Refresh rates are important. Cheaper HD's often have slower refresh rates, in which case sporting events will remind of you certain nights in college that are probably best left forgotten. At least I hadn't seen tracers like that since the early 90's. Fast refresh rates = good.

If you are going bigger than 46", the best bang for the buck is DLP. It's flat but not skinny, although the 65" I was looking at was skinnier than the 27" GE tube I'm watching now. The bigger you go the cheaper they DLP's get relative to everything else. They will also last longer, according to a completely non-biased web site I found called www.dlp.com At least I think they weren't biased.

I found the absolute best prices at Ultimate, which was also the only place with anybody interested in helping me. I shopped Ultimate, Best Buy, Circuit City, Costco, Sams and the Great Indoors. That was a large enough sample population for my needs. However, Costco has the best return policy that I'm aware of.

TV is not all going HD, it's all going digital. You don't need HD to see the difference in digital, your satellite box is taking care of that, but if you're going to drop $500, drop $800 and go all the way. I know Libby and Kathy are looking better every day, even on my 15 year old set.

You have to go widescreen now, which is great, but the wider aspect ratio means a bigger screen will look smaller from the same distance. In other words, if a 27" works for you on regular TV, you'll probably need at least 37" if you are sitting the same distance away.

You do have to pay more for HD channels, probably about $15/month when the initial rate wears off.

In the end, I decided to wait another year. I'm trying to watch less TV anyway and I figure the prices will contine to fall. When I do pull the trigger, I'll go full 1080 and 40" if I can fit it in my bookcase thing. Also a BlueRay DVD player, and probably a cheap upconverting DVD player to bring all the movies we already own up a bit. They are dropping in price fast.

In the end, for your situation, I would go with a 37-40" LCD, 1080 if the price differential isn't too much, with as fast a refresh rate as you can find. Cutler's going to throw a lot of TD's this year, you don't want to get dizzy every time.

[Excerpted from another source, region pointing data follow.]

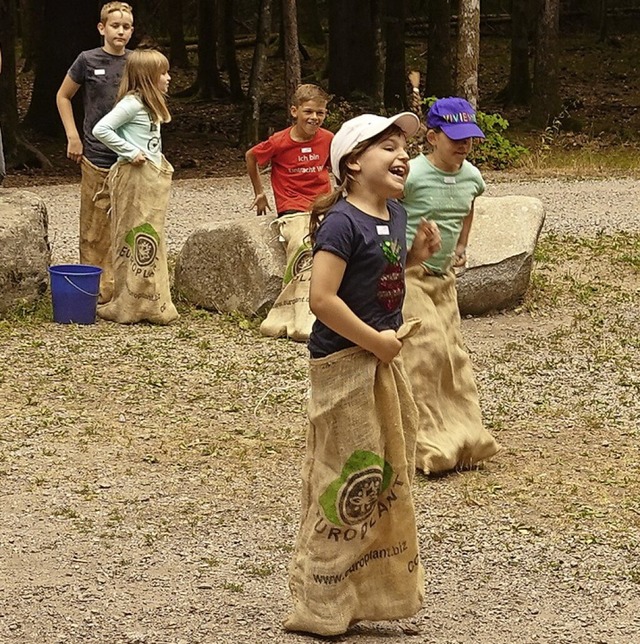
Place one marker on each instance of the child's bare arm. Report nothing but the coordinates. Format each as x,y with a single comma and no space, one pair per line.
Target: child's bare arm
67,91
260,203
425,243
461,247
326,275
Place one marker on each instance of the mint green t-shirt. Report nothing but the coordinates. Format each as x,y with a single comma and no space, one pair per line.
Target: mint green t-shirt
443,197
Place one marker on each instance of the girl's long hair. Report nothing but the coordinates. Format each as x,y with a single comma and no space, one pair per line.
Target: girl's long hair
141,75
323,204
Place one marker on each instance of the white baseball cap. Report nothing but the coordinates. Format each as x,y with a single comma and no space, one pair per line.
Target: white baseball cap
364,127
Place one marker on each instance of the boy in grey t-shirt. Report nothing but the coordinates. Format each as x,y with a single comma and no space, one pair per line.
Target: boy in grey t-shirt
98,72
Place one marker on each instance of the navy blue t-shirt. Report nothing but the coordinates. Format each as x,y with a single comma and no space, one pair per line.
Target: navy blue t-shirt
375,251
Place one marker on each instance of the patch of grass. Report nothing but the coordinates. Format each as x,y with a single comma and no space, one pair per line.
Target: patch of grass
233,587
252,570
37,311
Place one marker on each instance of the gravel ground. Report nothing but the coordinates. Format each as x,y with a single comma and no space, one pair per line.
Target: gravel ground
573,207
149,476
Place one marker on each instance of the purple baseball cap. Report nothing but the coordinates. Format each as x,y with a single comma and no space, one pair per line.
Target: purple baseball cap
455,117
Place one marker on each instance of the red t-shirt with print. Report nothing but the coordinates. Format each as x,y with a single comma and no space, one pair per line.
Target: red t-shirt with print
299,169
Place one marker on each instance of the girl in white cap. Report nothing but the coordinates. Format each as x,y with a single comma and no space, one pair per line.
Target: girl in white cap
356,556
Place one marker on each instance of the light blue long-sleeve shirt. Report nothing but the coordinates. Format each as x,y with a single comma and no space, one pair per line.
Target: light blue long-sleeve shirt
129,129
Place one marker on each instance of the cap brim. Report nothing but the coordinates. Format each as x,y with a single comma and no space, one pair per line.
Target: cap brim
344,143
457,131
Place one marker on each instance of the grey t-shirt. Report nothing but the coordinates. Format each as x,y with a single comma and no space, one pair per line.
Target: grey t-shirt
99,73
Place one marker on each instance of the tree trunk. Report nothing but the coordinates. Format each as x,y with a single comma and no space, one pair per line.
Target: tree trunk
597,16
18,152
439,77
468,50
518,89
351,48
309,25
545,101
76,19
250,131
31,28
379,51
229,47
395,87
292,74
209,82
175,25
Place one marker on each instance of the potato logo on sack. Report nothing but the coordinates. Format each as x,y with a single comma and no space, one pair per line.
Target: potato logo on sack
352,498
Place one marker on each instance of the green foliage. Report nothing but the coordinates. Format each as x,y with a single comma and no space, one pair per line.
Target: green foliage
495,151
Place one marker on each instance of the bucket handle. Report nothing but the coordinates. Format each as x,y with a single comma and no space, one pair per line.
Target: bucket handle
80,289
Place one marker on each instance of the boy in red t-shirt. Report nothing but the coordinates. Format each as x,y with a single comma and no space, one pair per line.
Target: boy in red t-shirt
299,156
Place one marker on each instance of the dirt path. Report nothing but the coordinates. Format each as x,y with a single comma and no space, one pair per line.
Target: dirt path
149,477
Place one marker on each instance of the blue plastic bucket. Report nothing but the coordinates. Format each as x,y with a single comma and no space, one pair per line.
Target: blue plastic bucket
74,293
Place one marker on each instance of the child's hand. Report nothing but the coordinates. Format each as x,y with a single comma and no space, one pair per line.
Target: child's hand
261,204
460,257
425,243
388,346
74,150
139,160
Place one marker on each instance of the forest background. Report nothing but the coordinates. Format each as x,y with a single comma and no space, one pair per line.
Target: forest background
556,81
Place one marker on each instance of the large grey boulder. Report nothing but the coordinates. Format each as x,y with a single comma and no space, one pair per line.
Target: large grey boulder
232,266
500,253
25,254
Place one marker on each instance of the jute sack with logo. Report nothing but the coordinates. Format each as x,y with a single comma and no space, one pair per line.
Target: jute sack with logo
95,225
139,199
290,315
356,556
450,432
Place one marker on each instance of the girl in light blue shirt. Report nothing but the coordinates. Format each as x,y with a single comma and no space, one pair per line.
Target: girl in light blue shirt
140,184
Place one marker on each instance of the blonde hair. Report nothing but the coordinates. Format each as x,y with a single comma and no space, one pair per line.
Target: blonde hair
142,72
323,204
111,7
310,92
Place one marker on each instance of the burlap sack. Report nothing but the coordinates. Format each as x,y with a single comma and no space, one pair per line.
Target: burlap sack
356,554
450,434
139,198
290,315
95,225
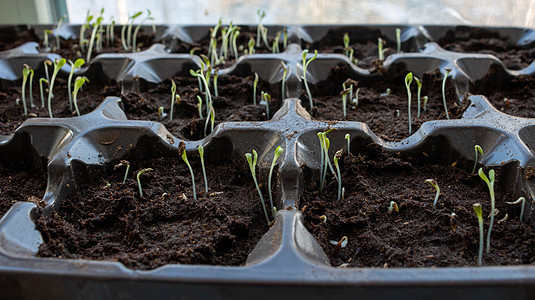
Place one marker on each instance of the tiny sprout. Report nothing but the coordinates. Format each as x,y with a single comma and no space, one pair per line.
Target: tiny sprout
305,65
123,163
479,213
201,155
444,92
408,81
477,149
139,181
252,159
434,183
490,183
523,200
278,152
393,207
182,152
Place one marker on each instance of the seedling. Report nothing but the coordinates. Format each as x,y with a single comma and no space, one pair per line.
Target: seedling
77,64
434,183
139,180
408,81
337,166
490,183
479,214
305,65
182,152
121,164
520,200
444,92
278,152
252,159
78,83
201,155
477,149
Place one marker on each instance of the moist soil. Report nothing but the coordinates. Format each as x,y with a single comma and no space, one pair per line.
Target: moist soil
419,235
17,184
107,220
386,115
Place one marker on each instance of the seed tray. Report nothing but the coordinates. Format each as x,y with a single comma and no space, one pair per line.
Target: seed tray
287,260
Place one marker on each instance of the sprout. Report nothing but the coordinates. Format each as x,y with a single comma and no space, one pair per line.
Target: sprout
477,148
523,200
278,152
444,92
408,81
434,183
336,159
77,85
124,163
77,64
305,65
201,155
479,214
393,207
490,184
182,152
139,181
252,159
255,83
398,38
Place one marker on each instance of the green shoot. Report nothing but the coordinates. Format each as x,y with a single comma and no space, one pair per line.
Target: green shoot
57,67
477,149
201,155
490,183
398,38
182,152
278,152
336,165
78,83
444,93
139,173
408,81
252,159
121,164
520,200
77,64
479,214
434,184
173,93
305,65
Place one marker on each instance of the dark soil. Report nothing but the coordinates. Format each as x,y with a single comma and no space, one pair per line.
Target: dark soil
419,235
20,185
166,226
380,111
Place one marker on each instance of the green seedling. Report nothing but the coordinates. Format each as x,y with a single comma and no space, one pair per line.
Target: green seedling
77,64
305,65
121,164
434,184
252,159
139,173
520,200
408,81
479,213
58,64
337,166
278,152
182,152
78,83
398,39
444,92
201,155
477,149
490,183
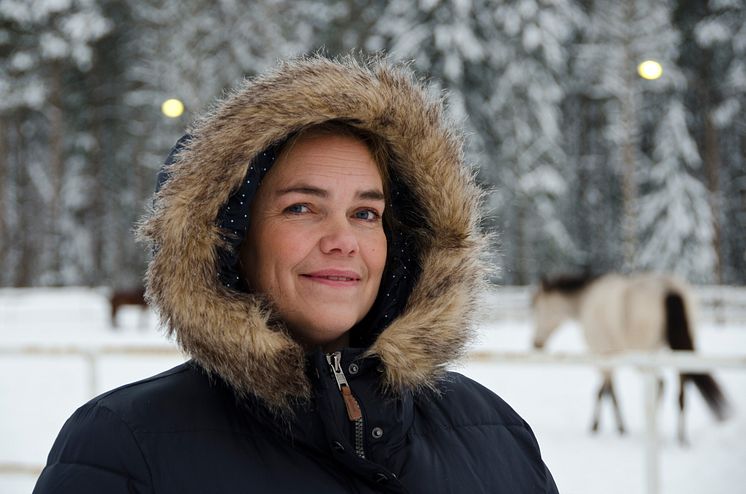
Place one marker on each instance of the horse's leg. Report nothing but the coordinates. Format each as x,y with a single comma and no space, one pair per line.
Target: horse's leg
661,386
602,390
617,412
683,441
114,308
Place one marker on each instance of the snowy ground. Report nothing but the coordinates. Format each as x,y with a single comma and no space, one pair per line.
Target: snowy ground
39,391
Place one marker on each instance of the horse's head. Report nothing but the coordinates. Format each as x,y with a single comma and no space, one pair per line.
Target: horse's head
550,308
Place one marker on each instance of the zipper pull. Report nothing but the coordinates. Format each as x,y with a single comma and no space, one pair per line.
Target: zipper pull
353,408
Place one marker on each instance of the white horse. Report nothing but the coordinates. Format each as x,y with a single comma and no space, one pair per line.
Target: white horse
643,312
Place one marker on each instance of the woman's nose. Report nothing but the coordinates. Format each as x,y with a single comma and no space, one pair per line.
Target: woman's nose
339,238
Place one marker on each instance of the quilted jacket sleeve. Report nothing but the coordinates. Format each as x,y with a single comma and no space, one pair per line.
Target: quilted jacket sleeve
95,452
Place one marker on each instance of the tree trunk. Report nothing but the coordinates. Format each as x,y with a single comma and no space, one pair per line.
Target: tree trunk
629,151
57,168
4,206
24,269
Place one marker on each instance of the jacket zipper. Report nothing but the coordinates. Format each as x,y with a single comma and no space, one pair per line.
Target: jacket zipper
354,414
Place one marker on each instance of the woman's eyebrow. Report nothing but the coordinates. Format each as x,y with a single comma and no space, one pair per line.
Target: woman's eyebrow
370,194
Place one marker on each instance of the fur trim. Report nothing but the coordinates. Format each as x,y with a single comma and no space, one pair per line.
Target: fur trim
232,334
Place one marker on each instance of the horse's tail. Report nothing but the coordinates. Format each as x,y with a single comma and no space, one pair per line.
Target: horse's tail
679,336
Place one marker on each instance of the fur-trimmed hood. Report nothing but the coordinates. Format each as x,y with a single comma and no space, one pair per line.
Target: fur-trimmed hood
234,334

That's my opinion, worth what you paid for it :D
-Matt

ScaldedDog
03-18-2008, 05:51 PM
Bob who? Libby what? Just kiddin', I'm not quite that out of touch, I know Ron is on channel 31, but didn't he used to do the sports on channel 9?

And 4 before that, but you have to be old to remember. :D

If you are going bigger than 46", the best bang for the buck is DLP.

True, but there don't seem to be a lot of DLP's anymore smaller than 57". Mitsubishi dropped their 52" DLP (which I own and love) and replaced it with a $3700 52" LCD. Other brands may have smaller DLP's, I suppose.